Les mariages palestiniens, une fête qui fait mal au porte-monnaie des invités

Des petites filles posent pour une photo lors d'un mariage dans la ville de Gaza, le 30 juillet 2016.

Avec l'été, les mariages se multiplient dans les Territoires palestiniens. Pour le grand bonheur de ceux qui convolent mais pas toujours pour celui des invités, contraints de verser une contribution financière souvent douloureuse.

La tradition du "naqout" veut que les invités mettent la main à la poche pour aider la famille des mariés à financer leur union.

A leur arrivée, les convives s'emparent d'une enveloppe dans un tas disposé à cet effet auprès de boîtes en bois stratégiquement disposées à l'entrée. Ils y glissent des billets et, généralement, signent l'enveloppe avant de l'introduire dans la boîte.

Rien n'oblige à donner, sinon la perpétuation de la coutume, la pression sociale et la honte qui pourrait rejaillir sur quiconque ignorerait les boîtes, passage obligé pour accéder à la table du banquet.

Seulement, l'usage peut éprouver le porte-monnaie et le sens des relations sociales quand, à la faveur des vacances ou des retours pour quelques semaines des Palestiniens vivant à l'étranger, l'activité nuptiale bat son plein.

Mourad Chriteh par exemple hésite maintenant à accepter de nouvelles invitations.

"En deux semaines seulement", le naqout lui a coûté 400 dollars, presque la moitié de son salaire, dit ce fonctionnaire de 46 ans lors d'une fête de mariage. "J'ai déjà reçu plusieurs invitations pour août, mais je pense que je vais en refuser", dit-il.

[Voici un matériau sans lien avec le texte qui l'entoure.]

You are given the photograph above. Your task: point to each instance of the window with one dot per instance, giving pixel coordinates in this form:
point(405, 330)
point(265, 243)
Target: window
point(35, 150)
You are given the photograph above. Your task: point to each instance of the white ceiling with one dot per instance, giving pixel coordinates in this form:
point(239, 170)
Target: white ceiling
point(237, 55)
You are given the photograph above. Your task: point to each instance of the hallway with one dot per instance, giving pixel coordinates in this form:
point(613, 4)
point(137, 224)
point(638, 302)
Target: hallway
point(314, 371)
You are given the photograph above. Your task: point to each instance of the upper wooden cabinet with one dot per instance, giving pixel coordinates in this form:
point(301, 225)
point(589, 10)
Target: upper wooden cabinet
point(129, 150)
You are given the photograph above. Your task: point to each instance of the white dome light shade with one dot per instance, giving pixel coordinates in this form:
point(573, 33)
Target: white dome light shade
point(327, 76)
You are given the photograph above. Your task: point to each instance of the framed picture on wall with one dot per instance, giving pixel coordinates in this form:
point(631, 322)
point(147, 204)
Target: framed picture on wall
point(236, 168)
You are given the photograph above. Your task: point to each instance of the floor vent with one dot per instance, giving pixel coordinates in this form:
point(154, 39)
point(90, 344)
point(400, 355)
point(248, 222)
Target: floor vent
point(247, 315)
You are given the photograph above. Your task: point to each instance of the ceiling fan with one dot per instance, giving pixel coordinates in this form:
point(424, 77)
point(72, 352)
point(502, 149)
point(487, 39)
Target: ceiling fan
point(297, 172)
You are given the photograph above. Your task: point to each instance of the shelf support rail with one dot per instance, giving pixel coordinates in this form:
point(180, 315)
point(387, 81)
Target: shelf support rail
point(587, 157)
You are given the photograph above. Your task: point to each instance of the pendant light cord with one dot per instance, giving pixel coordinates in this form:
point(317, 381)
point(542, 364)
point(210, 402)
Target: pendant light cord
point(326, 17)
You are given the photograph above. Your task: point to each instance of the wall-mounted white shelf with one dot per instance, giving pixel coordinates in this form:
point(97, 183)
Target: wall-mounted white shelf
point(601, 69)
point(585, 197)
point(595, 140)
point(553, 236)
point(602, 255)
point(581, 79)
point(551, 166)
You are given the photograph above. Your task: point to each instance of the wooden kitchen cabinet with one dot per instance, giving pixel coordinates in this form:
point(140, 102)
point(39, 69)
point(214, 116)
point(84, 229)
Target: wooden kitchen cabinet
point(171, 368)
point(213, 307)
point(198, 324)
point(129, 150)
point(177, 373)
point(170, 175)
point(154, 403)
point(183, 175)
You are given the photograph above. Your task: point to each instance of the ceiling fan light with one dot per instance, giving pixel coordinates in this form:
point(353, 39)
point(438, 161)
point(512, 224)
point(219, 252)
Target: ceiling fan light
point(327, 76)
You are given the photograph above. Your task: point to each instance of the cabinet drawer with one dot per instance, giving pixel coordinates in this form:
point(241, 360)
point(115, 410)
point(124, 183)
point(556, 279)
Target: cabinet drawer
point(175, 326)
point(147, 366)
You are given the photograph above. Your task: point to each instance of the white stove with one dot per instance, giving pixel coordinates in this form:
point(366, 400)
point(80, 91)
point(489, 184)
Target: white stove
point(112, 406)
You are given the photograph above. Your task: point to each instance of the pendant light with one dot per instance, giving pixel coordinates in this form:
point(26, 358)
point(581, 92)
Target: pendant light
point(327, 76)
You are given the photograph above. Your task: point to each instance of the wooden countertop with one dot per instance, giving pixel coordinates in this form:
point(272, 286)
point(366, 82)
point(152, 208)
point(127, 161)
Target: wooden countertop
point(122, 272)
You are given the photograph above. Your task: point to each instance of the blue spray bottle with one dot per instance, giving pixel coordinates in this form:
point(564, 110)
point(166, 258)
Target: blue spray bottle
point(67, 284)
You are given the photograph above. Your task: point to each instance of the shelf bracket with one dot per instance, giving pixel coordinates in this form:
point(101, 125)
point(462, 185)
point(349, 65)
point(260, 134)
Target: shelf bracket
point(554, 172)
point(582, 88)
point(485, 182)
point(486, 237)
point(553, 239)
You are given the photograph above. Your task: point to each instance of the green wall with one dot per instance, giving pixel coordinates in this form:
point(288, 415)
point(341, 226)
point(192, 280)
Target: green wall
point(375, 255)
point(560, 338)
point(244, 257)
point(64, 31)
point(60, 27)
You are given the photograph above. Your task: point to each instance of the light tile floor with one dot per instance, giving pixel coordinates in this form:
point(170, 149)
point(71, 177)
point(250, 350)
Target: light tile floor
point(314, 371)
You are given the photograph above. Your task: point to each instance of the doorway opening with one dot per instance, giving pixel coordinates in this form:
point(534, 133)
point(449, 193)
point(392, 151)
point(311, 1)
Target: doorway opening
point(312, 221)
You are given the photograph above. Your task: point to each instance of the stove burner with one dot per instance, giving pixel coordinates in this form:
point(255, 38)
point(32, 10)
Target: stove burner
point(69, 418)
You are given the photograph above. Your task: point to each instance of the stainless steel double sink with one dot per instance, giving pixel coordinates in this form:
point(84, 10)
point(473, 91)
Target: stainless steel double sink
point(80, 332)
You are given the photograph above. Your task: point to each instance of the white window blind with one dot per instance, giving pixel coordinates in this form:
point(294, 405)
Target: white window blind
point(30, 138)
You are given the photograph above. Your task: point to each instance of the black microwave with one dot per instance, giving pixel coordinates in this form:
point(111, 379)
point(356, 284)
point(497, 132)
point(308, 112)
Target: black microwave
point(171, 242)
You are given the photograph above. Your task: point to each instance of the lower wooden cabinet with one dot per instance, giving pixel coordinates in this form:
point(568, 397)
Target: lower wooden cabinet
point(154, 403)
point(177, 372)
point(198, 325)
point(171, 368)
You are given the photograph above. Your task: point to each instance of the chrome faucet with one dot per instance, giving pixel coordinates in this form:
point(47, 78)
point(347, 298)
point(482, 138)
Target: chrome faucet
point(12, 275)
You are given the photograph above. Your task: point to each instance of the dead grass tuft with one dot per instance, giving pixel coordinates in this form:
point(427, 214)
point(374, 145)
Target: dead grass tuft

Les invités donnent en fonction de leurs moyens, souvent entre 15 et 25 dollars, mais parfois bien plus. A raison de centaines de convives à chaque mariage, la somme récoltée peut être rondelette.

Un acte solidaire

Sans le naqout, difficile de financer des noces dignes de ce nom. Un quart de la population vit sous le seuil de pauvreté dans les Territoires palestiniens. Mais la tradition impose de célébrer en grandes pompes car cette fête et l'annonce du mariage à la communauté valident l'union, selon le rite musulman.

Plus de 25.000 mariages sont célébrés chaque année en Cisjordanie occupée, selon des chiffres officiels.

Il faut organiser un repas pour les invités, payer un chanteur et son groupe ainsi qu'un photographe. Les plus généreux vont jusqu'à offrir à chaque invité un keffieh, le foulard traditionnel palestinien, ou un chapelet.

Dans certaines familles aisées, l'ensemble peut coûter jusqu'à 30.000 dollars à l'organisateur, généralement le père du marié. Dans les milieux plus modestes, en général, on peut s'en tirer pour une dizaine de milliers de dollars, en comptant sur le naqout pour se refaire.

Khaled Abdallah, 50 ans, a fait ce pari lorsqu'il a récemment marié son fils dans son village proche de Ramallah, en Cisjordanie.

Il a récupéré les 10.000 dollars qu'il avait engagés grâce aux contributions de ses invités. Pendant des années, dit-il, il a ouvert son portefeuille pour les enfants des autres. A son fils à présent d'en profiter. "Le naqout est une tradition qui perdure parce qu'elle relève de la solidarité", dit-il.

Le naqout est un héritage de l'ancienne société tribale, explique Majdi al-Malki, professeur de sciences sociales à l'université de Bir Zeit en Cisjordanie.

Un "prêt tournant"

"C'est une forme de couverture sociale qui se présente comme un don mais qui est en fait un moyen pratique et utile de partager les frais liés au mariage", dit le sociologue.

Tout comme l'ancestrale solidarité persiste entre agriculteurs et cultivateurs d'un même village à l'heure des récoltes auxquelles tous participent, les cadeaux de mariage sont "une sorte de prêt tournant entre les gens", dit-il.

Dans certaines régions, les dons sont exposés aux yeux de tous: les billets accrochés en guirlande sont triomphalement portés autour du cou du marié, porté à bouts de bras par ses proches au milieu des invités. "C'est une façon de montrer sa fierté, d'exhiber l'ampleur des dons" et de remercier les donateurs, dit M. Malki.

Ceux qu'on a aidés aideront à leur tour, escomptent les donateurs. C'est aussi à cela que servent les noms sur les enveloppes.

Il arrive cependant que des indélicats cherchent à se tirer d'affaire en insérant une enveloppe vide et anonyme.

"J'ai reçu des enveloppes vides sans nom", raconte sous le couvert de l'anonymat un père qui a récemment marié son fils, "mais grâce à des enregistrements vidéo, j'ai su qui c'était". "Je ne les oublierai pas lorsque viendront les mariages de leurs proches", promet-il.